The federal government awarded over $5 billion to help states set up ObamaCare exchanges, with the vast majority – $4.6 billion – going to 16 states and Washington, D.C.

But, according to a recent Government Accountability Office (GAO) report, much of that money has not been accounted for – and yet not returned, either.

…The Patient Protection and Affordable Care Act (PPACA) required the establishment of health insurance exchanges – known as marketplaces – to help small employers and consumers compare and purchase insurance plans. States opted to either develop their own state-based exchanges or hand authority to the Centers for Medicare & Medicaid Services (CMS). And between 2010 and 2014, CMS awarded federal grants mostly to states setting up their own marketplaces, to help them get started.

About $4.6 billion was given to these 17 recipients, including California, New York, Washington state and Kentucky.

But the GAO report found that so far, just $1.4 billion of that has been spent on IT projects, and a total of $3 billion has been “spent or drawn down,” though not all the spending is detailed.

That, then, leaves at least $1.6 billion unaccounted for. Yet only three states returned any portion of the money – a total of just over $1 million was given back.
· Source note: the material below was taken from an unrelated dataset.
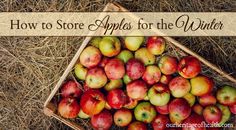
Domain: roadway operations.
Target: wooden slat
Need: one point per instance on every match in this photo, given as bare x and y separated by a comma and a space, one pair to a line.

The potential corruption that may have essentially led to the diversion of such a vast sum of taxpayer dollars is worthy of SCOTUS-level scrutiny.

Of course, taxpayers are forced to endure another fiscal responsibility standard entirely. The IRS has been issuing “shared responsibility payment” letters for citizens who have not procured the requisite health insurance:

Thanks Obama for the fine for not having insurance
Because the the plan I had that was 398.00 a month for my family only increased to 1400.00 a month in 2014
So I chose not to pay 1400.00 a month
So got a nice little fine
Thanks for the affordable care act.
Thanks for making it so affordable!!

And what are those of us who have paid getting for their money? Perhaps less healthcare than originally advertised!

Conservative dynamo Tammy Bruce reviewed the recent American Cancer Society revisions (ACS) to mammogram recommendations, which reduce the mammograms to once every 2 years for women over 55 and eliminate the entirely when there is less than 10 years life expectancy (i.e., 60-65 years of age).

I spoke with various individuals involved in both the medical and insurance fields, and all agreed that the government task force and the ACS guidelines will be looked to by insurance companies determining what to cover, and what not to cover; it is essentially the permission slip for health insurance companies to stop paying for annual mammograms.

But it doesn’t stop there. For some reason, the ACS also “advises against clinical breast exams in which doctors physically check a woman’s breasts for lumps,” reports Fox. This micro-managing of something only a woman and her doctor should decide simply allows the insurance company to refuse payment for that as well.

If there is a bright side to the saga, it is that Obama was at least truthful when he said that his program would reduce costs…to the federal government and the insurance companies that partnered in promoting this monstrosity.